Former Vice President Mike Pence, a conservative Christian, was also critical of Trump and told the National Review this week, “The Trump-Pence administration stood for life without apology for four years. The former President’s use of the language of the Left, pledging that his administration would be ‘great for women and their reproductive rights’ should be concerning for millions of pro-life Americans.”
But despite the criticism, some of Trump’s longtime religious supporters continue to rally around him. The Rev. Franklin Graham, the son of the famous evangelist Billy Graham who has called abortion “a genocide of the unborn,” insisted Trump’s past actions were more important than his campaign rhetoric.
“I don’t just consider a candidate’s words, I look at their actions and what they have done,” Graham told RNS in a statement. “Former President Donald Trump has a four-year track record of appointing judges who protect life. While his position on abortion may not be as absolute as some would hope, it doesn’t change the fact that he has been the most pro-life president in my lifetime and is the only pro-life presidential candidate on the ballot this election.”
Ralph Reed, who has spent decades organizing evangelicals as head of the Faith and Freedom Coalition, said he does not see evangelicals abandoning Trump because of his abortion stances. Saying he was “never concerned” that Trump would support the ballot initiative in Florida, Reed suggested conservative voters will back Trump because the alternative — voting for Vice President Kamala Harris, the Democratic presidential nominee — is simply untenable.
He contrasted Trump’s record on the issue with that of Harris, whose campaign has placed her support for abortion rights front and center.
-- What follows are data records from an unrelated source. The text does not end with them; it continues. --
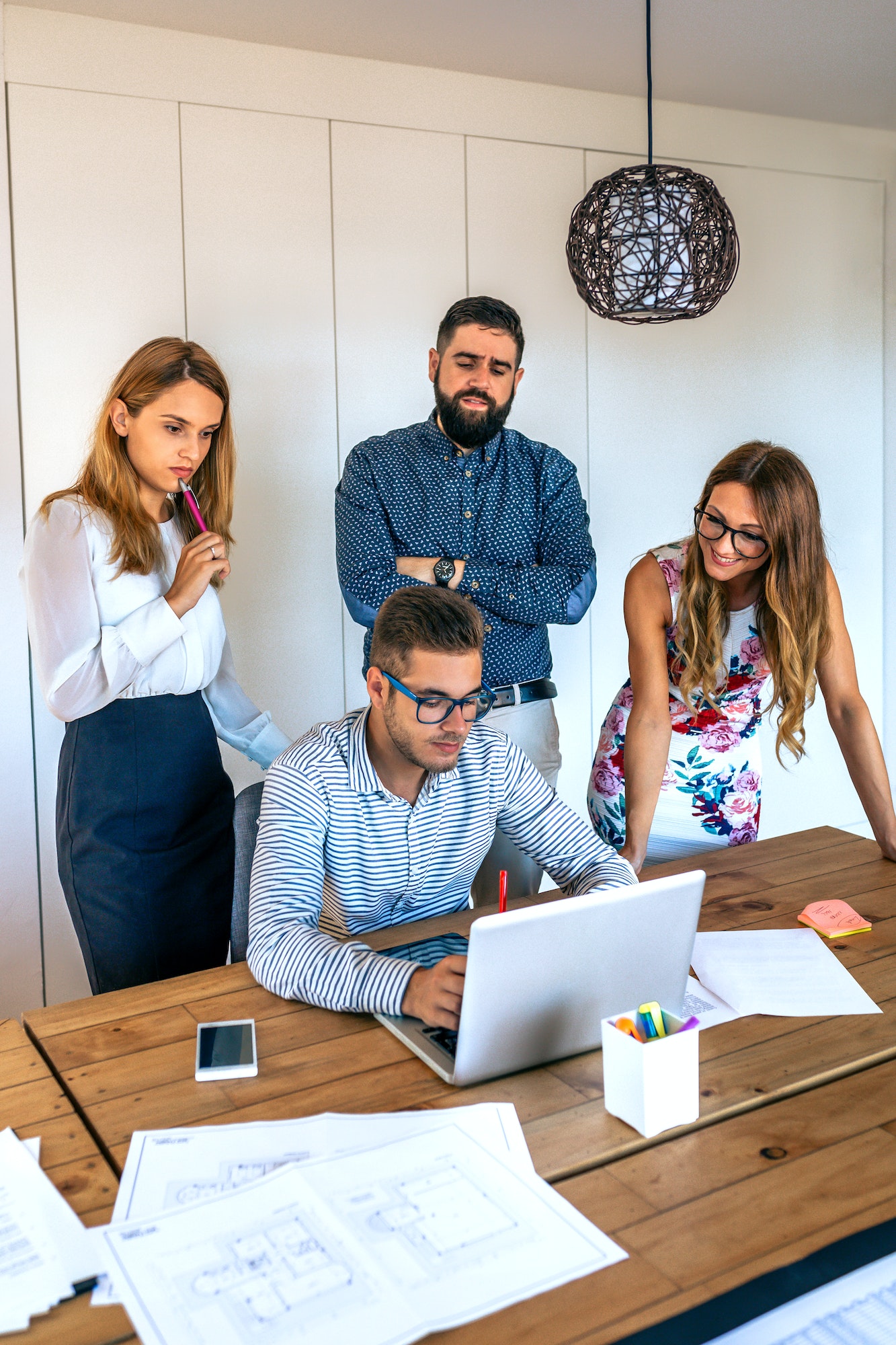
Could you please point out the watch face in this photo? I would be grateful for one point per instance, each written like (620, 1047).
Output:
(444, 571)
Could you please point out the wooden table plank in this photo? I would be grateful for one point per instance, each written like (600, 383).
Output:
(696, 1227)
(128, 1058)
(33, 1104)
(128, 1061)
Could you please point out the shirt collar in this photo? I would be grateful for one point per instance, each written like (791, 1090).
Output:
(364, 779)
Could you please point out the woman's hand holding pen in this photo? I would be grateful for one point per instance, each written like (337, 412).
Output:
(435, 995)
(202, 559)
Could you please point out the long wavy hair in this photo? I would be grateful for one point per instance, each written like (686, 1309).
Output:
(791, 611)
(107, 481)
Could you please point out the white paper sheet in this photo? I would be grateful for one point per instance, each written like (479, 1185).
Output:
(173, 1168)
(170, 1169)
(788, 973)
(34, 1148)
(858, 1309)
(378, 1247)
(704, 1005)
(44, 1246)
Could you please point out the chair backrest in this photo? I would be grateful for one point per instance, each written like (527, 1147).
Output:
(245, 825)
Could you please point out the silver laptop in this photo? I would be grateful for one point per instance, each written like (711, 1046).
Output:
(540, 980)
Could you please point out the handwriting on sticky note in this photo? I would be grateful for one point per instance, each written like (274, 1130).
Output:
(833, 919)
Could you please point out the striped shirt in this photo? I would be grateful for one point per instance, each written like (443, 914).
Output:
(339, 855)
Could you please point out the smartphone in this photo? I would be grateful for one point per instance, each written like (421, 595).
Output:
(227, 1050)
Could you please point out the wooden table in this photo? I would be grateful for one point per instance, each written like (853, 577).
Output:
(33, 1104)
(701, 1210)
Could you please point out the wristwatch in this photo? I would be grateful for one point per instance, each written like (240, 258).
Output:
(444, 571)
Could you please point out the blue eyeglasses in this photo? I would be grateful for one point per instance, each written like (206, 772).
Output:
(435, 709)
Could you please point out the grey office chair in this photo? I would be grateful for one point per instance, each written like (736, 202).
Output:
(245, 825)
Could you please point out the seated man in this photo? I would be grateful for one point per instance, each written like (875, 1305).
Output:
(385, 816)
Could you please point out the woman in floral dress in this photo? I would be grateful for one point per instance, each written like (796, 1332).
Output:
(747, 607)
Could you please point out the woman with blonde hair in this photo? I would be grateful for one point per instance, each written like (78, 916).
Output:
(130, 649)
(741, 619)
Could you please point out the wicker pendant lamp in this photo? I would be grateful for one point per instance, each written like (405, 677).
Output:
(653, 243)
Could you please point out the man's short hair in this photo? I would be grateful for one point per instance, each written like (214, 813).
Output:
(423, 619)
(481, 311)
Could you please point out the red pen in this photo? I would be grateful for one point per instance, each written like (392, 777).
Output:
(192, 505)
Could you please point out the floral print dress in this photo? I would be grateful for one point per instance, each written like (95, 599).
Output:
(710, 792)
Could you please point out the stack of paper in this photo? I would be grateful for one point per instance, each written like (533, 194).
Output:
(833, 919)
(377, 1247)
(778, 972)
(45, 1249)
(169, 1169)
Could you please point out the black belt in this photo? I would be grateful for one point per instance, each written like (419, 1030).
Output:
(542, 689)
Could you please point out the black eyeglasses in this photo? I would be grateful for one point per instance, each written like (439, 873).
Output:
(435, 709)
(751, 547)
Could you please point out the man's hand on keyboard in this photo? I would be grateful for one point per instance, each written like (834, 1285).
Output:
(435, 995)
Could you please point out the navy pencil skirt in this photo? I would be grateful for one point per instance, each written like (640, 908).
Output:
(145, 840)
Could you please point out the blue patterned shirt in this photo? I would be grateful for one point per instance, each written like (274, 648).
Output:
(338, 855)
(512, 510)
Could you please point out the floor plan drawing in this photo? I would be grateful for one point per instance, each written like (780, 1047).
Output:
(440, 1215)
(274, 1282)
(231, 1175)
(382, 1246)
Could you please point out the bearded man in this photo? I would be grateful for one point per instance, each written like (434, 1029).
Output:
(464, 504)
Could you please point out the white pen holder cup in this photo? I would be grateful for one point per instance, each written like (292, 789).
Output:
(654, 1085)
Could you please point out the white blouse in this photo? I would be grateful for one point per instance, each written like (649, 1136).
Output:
(97, 636)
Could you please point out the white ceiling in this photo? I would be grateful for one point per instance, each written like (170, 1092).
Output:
(825, 60)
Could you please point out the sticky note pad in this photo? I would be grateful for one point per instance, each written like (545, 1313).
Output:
(833, 919)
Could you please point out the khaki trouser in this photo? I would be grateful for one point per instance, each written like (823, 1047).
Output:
(532, 727)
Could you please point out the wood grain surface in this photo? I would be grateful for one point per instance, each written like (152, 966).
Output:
(33, 1104)
(700, 1210)
(128, 1058)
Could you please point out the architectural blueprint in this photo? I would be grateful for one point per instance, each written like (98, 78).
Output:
(169, 1169)
(381, 1247)
(174, 1168)
(857, 1309)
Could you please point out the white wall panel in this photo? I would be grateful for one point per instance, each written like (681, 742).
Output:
(518, 204)
(96, 208)
(792, 354)
(21, 965)
(400, 262)
(259, 279)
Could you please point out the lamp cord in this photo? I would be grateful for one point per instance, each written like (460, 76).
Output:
(650, 98)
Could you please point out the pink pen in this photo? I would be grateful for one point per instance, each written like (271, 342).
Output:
(192, 505)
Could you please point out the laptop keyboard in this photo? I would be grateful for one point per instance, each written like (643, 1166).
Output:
(443, 1038)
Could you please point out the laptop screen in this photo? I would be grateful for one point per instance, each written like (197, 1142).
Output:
(430, 952)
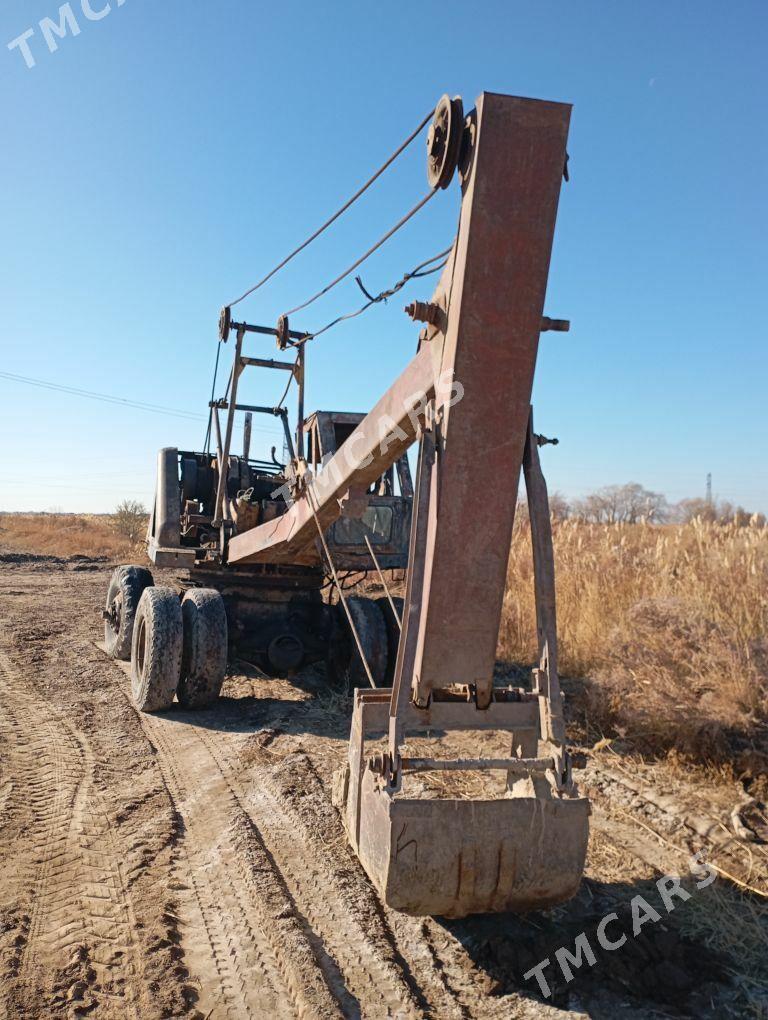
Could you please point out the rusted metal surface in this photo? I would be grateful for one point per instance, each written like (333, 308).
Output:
(495, 289)
(444, 141)
(360, 461)
(527, 849)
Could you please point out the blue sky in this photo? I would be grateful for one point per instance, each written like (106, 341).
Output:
(160, 161)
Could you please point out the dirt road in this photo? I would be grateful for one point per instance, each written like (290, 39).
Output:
(191, 864)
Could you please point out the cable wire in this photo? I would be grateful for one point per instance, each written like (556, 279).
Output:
(337, 214)
(213, 397)
(413, 274)
(373, 248)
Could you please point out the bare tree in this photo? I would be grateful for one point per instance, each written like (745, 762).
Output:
(131, 519)
(628, 504)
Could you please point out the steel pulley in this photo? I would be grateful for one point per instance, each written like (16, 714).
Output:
(224, 323)
(444, 141)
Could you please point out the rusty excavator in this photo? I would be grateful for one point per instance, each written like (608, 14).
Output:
(263, 544)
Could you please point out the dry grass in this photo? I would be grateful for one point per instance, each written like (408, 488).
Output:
(669, 624)
(67, 534)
Harris has tied abortion access to personal freedom — the campaign’s slogan — as has her running mate Minnesota Gov. Tim Walz, who has sung the praises of IVF on the stump while connecting it to his own family’s fertility struggles (though they had not, he had to clarify, turned to IVF but rather used a less invasive procedure).
Citing Harris’ support for policies such as legislation that would restore abortion access nationwide, Reed called her “the most radical pro-abortion nominee for president in the modern political era.” Her positions, he argued, are so “extreme” that she is ultimately “unacceptable to voters of faith.”
“For all these reasons, evangelicals will turn out in record numbers in November and vote overwhelmingly for Trump,” Reed predicted.